This eventually leads to an OOM exception, even though there’s plenty of field cache data that could be dropped.
The cluster consists of 3 nodes with one index and ~1000 primary shards + 1 replica. There heap is configured to use 90GB of RAM. This means there are about 7.4 shards per 1GB heap.
Gotcha. Just Open Distro security. I would definitely look at adding performance analyzer and using PerfTop, it was pretty much built to help solve this type of issue.
While I’m still struggling to get the Performance Analyzer activated here’s an observation:
The heap size correlates with the number of segments (or documents, but I guess it’s segments). The fullest cluster has more than 80000 segments. Not sure if this is a lot or not.
When I close and open the index, a lot of memory is freed. More than query cache and the ‘field data memory’
Are you running perftop NodeAnalysis?
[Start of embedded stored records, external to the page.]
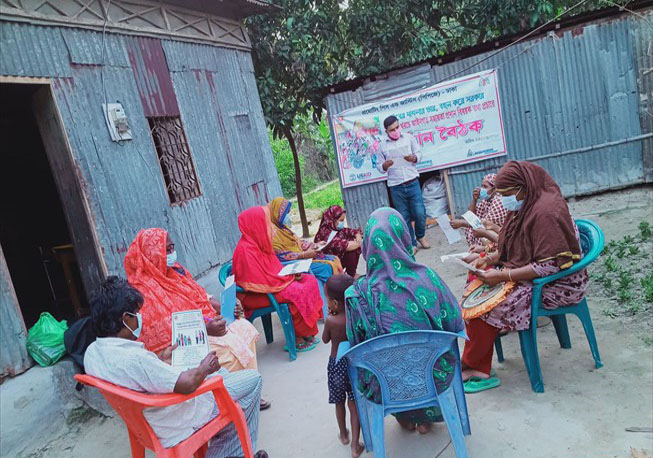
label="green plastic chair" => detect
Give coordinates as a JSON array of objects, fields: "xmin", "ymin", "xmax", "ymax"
[
  {"xmin": 219, "ymin": 261, "xmax": 297, "ymax": 361},
  {"xmin": 493, "ymin": 219, "xmax": 604, "ymax": 392}
]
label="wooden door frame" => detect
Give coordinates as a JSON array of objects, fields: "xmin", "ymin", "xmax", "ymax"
[{"xmin": 0, "ymin": 76, "xmax": 107, "ymax": 314}]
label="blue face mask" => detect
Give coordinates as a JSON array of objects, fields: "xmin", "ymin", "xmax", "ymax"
[
  {"xmin": 501, "ymin": 194, "xmax": 524, "ymax": 212},
  {"xmin": 336, "ymin": 221, "xmax": 345, "ymax": 230},
  {"xmin": 123, "ymin": 312, "xmax": 143, "ymax": 338},
  {"xmin": 282, "ymin": 213, "xmax": 291, "ymax": 227},
  {"xmin": 166, "ymin": 250, "xmax": 177, "ymax": 267},
  {"xmin": 479, "ymin": 188, "xmax": 490, "ymax": 200}
]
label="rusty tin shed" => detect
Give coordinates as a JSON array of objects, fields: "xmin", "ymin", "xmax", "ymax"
[
  {"xmin": 323, "ymin": 3, "xmax": 653, "ymax": 229},
  {"xmin": 0, "ymin": 0, "xmax": 281, "ymax": 377}
]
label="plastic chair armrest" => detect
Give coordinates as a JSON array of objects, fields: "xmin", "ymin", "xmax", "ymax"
[{"xmin": 336, "ymin": 341, "xmax": 351, "ymax": 362}]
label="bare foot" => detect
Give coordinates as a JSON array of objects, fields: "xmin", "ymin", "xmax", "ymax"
[
  {"xmin": 462, "ymin": 368, "xmax": 490, "ymax": 382},
  {"xmin": 351, "ymin": 442, "xmax": 365, "ymax": 458},
  {"xmin": 339, "ymin": 429, "xmax": 350, "ymax": 445},
  {"xmin": 396, "ymin": 418, "xmax": 416, "ymax": 431},
  {"xmin": 418, "ymin": 238, "xmax": 431, "ymax": 249},
  {"xmin": 417, "ymin": 423, "xmax": 432, "ymax": 434}
]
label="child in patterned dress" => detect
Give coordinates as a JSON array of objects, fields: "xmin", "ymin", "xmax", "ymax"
[{"xmin": 323, "ymin": 274, "xmax": 364, "ymax": 458}]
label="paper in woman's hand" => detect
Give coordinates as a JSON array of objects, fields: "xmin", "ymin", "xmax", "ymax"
[
  {"xmin": 444, "ymin": 256, "xmax": 483, "ymax": 274},
  {"xmin": 278, "ymin": 259, "xmax": 312, "ymax": 276},
  {"xmin": 317, "ymin": 231, "xmax": 338, "ymax": 251},
  {"xmin": 436, "ymin": 214, "xmax": 462, "ymax": 244},
  {"xmin": 220, "ymin": 275, "xmax": 237, "ymax": 325},
  {"xmin": 462, "ymin": 211, "xmax": 483, "ymax": 230}
]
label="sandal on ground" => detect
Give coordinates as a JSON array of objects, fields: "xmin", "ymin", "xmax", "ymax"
[
  {"xmin": 463, "ymin": 376, "xmax": 501, "ymax": 393},
  {"xmin": 260, "ymin": 398, "xmax": 271, "ymax": 411},
  {"xmin": 283, "ymin": 338, "xmax": 320, "ymax": 352},
  {"xmin": 226, "ymin": 450, "xmax": 268, "ymax": 458}
]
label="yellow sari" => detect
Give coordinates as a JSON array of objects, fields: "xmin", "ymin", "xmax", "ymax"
[{"xmin": 268, "ymin": 197, "xmax": 343, "ymax": 276}]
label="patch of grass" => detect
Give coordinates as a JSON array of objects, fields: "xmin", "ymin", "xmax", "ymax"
[
  {"xmin": 643, "ymin": 336, "xmax": 653, "ymax": 346},
  {"xmin": 302, "ymin": 181, "xmax": 344, "ymax": 210},
  {"xmin": 618, "ymin": 270, "xmax": 635, "ymax": 290},
  {"xmin": 605, "ymin": 256, "xmax": 619, "ymax": 272},
  {"xmin": 639, "ymin": 221, "xmax": 651, "ymax": 239},
  {"xmin": 641, "ymin": 273, "xmax": 653, "ymax": 303},
  {"xmin": 617, "ymin": 289, "xmax": 633, "ymax": 304}
]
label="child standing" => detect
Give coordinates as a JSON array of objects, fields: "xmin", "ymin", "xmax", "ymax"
[{"xmin": 323, "ymin": 274, "xmax": 364, "ymax": 458}]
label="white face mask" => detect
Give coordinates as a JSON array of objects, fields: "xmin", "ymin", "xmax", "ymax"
[
  {"xmin": 123, "ymin": 312, "xmax": 143, "ymax": 338},
  {"xmin": 166, "ymin": 250, "xmax": 178, "ymax": 267},
  {"xmin": 336, "ymin": 221, "xmax": 345, "ymax": 230},
  {"xmin": 501, "ymin": 194, "xmax": 524, "ymax": 211}
]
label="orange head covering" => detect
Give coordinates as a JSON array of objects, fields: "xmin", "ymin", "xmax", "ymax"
[{"xmin": 124, "ymin": 228, "xmax": 216, "ymax": 352}]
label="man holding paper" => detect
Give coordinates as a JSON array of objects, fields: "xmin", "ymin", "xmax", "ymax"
[
  {"xmin": 376, "ymin": 115, "xmax": 430, "ymax": 250},
  {"xmin": 84, "ymin": 276, "xmax": 266, "ymax": 457}
]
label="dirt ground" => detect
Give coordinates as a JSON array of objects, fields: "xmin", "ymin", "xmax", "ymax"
[{"xmin": 3, "ymin": 186, "xmax": 652, "ymax": 458}]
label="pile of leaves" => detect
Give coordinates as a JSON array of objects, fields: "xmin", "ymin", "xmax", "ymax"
[{"xmin": 590, "ymin": 221, "xmax": 653, "ymax": 323}]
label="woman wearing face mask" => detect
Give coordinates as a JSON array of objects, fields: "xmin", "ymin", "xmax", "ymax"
[
  {"xmin": 450, "ymin": 173, "xmax": 508, "ymax": 251},
  {"xmin": 124, "ymin": 228, "xmax": 271, "ymax": 410},
  {"xmin": 267, "ymin": 197, "xmax": 343, "ymax": 283},
  {"xmin": 461, "ymin": 161, "xmax": 589, "ymax": 392},
  {"xmin": 314, "ymin": 205, "xmax": 363, "ymax": 277}
]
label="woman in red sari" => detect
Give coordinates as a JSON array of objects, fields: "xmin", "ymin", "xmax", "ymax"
[
  {"xmin": 233, "ymin": 206, "xmax": 323, "ymax": 352},
  {"xmin": 124, "ymin": 228, "xmax": 271, "ymax": 412},
  {"xmin": 313, "ymin": 205, "xmax": 362, "ymax": 277}
]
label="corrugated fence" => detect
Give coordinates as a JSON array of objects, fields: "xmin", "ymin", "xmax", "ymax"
[{"xmin": 325, "ymin": 9, "xmax": 653, "ymax": 227}]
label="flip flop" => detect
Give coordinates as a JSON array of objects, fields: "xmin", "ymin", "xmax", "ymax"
[
  {"xmin": 283, "ymin": 338, "xmax": 320, "ymax": 352},
  {"xmin": 463, "ymin": 376, "xmax": 501, "ymax": 393}
]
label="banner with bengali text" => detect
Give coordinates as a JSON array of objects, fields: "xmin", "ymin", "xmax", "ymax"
[{"xmin": 332, "ymin": 69, "xmax": 507, "ymax": 188}]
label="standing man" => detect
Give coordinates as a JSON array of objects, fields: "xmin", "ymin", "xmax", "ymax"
[{"xmin": 376, "ymin": 115, "xmax": 430, "ymax": 249}]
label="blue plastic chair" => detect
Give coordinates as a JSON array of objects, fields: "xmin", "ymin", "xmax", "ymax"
[
  {"xmin": 337, "ymin": 330, "xmax": 470, "ymax": 458},
  {"xmin": 493, "ymin": 219, "xmax": 604, "ymax": 392},
  {"xmin": 218, "ymin": 261, "xmax": 297, "ymax": 361}
]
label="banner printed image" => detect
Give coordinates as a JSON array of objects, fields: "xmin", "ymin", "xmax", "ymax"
[{"xmin": 333, "ymin": 69, "xmax": 507, "ymax": 188}]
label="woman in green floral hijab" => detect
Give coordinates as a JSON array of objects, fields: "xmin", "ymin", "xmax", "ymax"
[{"xmin": 345, "ymin": 207, "xmax": 464, "ymax": 433}]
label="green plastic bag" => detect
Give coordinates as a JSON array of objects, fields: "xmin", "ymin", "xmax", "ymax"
[{"xmin": 26, "ymin": 312, "xmax": 68, "ymax": 367}]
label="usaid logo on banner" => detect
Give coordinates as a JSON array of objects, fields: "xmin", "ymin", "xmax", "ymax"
[{"xmin": 350, "ymin": 172, "xmax": 372, "ymax": 182}]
I think that has heap usage insight.
Re-reading this thread, I’m wondering if you have too much heap. I’m not an expert in this area tbh but I dug up this article about having too much heap (greater than 32gb)
I guess I’ve no choice to use more than 32gb if 32gb are not sufficient. I understand that exceeding the border around 32gb will disable the pointer compression, however, using way more memory should compensate that. I’ll would also happily trade long running garbage collection for dying nodes because of OOM
It turned out that limiting the field data cache mitigates the problem. According to the manual this cache grows unbounded until the circuit breaker saves day and the cache must be deleted manually.
While this might work for certain indices this doesn’t seem to work for my index. But the initial question still remains, it’s totally unclear to me why elasticsearch requires more than 100gb of heap to operate. Even when I add all caches and all the memory that the segments require in memory, I do not get a value that even comes close to the required memory needed.
Is it possible to see the memory requirements of read and write requests? Since bulk requests cannot be used for $reasons, maybe this is increasing the heap usage?